– Они нормальные ребята, – невозмутимо вещала Лиза, – но Алискин отец прямо взбесился, пообещал ей руки-ноги выдернуть, если в гости усвистит. Я с ней из дружбы осталась. Сидели без дела весь вечер, а потом разошлись. И через два дня – такое! Вау! Приходят за Алиской полицаи… Жуть! Отец ее прямо ошалел, пообещал им руки-ноги выдернуть, но они его слушать не стали, увели Алиску. А за что? За эсэмэску!
– Чем дальше в лес, тем толще партизаны, – буркнула Жанна. – Что девчонка написала в сообщении? «Продам все государственные секреты Родины. За доллары. Дорого»?
– Алиске было скучно, она решила повеселиться, отправить сообщение. Вбила номер от балды… ну, придумала его, – пояснила Лиза, – типа, получит кто-то, кого мы не знаем. Слова не обидные: «Я беременна».
Леня рассмеялся, Раиса Ильинична посмотрела на него с укором:
– Совсем не весело. Представь, что такая гадость прилетела к тебе, и Жанночка-красавица увидела бы это известие.
– Мне по барабану, – с набитым ртом сообщила Реутова, – пусть хоть целый пионерский отряд с животами ходит.
– За такую эсэмэску нельзя арестовать, – удивился Леонид.
– Ой как ты ошибаешься! – воскликнула Лиза. – Алиске по полной программе не свезло. Номер подружка из воздуха взяла, но он реальный и принадлежит большому полицейскому начальнику, а у того жена ревнивая, вечно в его трубке шарится.

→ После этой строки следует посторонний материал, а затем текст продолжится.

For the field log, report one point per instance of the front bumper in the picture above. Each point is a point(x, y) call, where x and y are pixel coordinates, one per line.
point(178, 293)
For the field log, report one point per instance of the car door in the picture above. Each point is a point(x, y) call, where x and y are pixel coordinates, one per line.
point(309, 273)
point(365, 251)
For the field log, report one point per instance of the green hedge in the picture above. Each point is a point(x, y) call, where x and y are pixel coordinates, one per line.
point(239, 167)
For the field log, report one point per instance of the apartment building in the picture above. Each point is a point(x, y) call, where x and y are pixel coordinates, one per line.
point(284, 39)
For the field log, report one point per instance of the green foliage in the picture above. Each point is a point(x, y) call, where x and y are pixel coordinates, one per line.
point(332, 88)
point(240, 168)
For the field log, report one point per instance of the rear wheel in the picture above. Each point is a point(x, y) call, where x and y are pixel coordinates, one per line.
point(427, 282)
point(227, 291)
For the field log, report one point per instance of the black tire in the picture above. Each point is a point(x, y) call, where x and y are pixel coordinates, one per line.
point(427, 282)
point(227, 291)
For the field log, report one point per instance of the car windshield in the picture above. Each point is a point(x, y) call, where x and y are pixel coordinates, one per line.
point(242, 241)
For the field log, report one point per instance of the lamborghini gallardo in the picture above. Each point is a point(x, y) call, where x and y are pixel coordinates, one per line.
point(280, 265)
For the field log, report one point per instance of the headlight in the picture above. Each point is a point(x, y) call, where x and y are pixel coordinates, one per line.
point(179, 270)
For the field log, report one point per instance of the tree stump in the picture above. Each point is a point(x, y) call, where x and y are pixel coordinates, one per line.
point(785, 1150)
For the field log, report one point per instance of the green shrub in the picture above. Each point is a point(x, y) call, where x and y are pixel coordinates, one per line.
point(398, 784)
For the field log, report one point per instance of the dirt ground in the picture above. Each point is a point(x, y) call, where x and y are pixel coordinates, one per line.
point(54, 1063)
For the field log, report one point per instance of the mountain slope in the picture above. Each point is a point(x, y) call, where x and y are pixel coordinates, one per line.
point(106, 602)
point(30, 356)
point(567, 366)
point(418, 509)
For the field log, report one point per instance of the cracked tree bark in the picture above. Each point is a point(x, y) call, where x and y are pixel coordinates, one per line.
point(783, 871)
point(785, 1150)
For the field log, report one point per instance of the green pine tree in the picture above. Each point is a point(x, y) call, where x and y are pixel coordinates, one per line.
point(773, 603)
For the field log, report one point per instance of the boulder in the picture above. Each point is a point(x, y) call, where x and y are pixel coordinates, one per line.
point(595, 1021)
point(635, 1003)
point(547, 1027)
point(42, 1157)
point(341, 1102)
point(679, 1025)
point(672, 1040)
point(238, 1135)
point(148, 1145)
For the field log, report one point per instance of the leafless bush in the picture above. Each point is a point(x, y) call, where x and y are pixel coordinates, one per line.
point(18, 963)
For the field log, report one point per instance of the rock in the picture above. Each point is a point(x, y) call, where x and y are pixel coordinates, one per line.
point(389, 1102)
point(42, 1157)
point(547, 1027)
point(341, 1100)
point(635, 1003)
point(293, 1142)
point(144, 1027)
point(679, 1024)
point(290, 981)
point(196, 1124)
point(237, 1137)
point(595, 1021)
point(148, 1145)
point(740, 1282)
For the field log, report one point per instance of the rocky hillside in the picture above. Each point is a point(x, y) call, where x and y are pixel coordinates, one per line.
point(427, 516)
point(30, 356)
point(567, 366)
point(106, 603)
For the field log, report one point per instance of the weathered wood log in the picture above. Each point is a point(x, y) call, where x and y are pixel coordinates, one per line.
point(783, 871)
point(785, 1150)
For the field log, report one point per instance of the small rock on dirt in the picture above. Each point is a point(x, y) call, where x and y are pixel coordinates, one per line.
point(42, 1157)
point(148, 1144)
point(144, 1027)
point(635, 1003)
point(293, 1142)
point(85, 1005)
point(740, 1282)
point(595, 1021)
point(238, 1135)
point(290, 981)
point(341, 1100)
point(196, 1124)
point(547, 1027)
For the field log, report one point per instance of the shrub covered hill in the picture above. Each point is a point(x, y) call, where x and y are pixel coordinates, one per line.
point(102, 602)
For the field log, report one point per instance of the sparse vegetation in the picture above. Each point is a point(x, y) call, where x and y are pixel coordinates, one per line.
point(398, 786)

– Бог шельму метит, – назидательно произнесла Раиса Ильинична. И добавила: – Нельзя другому пакости делать, они к тебе совершенно точно в тройном объеме вернутся.
– Не повезло твоей Алисе, – кивнул Реутов. – Наша полиция из-за обычного человека не вздрогнет, а вот ради начальничка расстарается.
– Простите, господа, – заговорил Мануйлов, возвращаясь в столовую, – у меня для вас две новости, обе неприятные. В больнице от полученных травм скончалась Анна Хачикян.
Раиса Ильинична вскрикнула и начала креститься, Леня забарабанил пальцами по столу, Жанна с невозмутимым видом продолжила ковырять вилкой омлет.
– Кто она такая? – пропищала Лиза.
– Одна из предполагаемых наследниц, – ответил Реутов. – Ты ее не видела, потому что Аня до твоего появления здесь упала в фонтан и разбила голову.
– Богородица, Заступница… – бормотала Нестерова, – спаси и сохрани…
– Перестань, – поморщилась Жанна.
– Надо помолиться за душу усопшей, – возразила та.
– В комнате нет икон, – напомнила Жанна, – ты крестишься на фотографии предков Сергея Павловича. Я вижу, смотришь на снимки, которые стоят на консоли. Очень глупо.
Я машинально глянула на старинные дагеротипы, заключенные в серебряные рамки. И снова благообразный мужчина и женщина с высоко уложенной прической показались мне знакомыми. Где-то я их уже видела, вот только не могу припомнить, при каких обстоятельствах.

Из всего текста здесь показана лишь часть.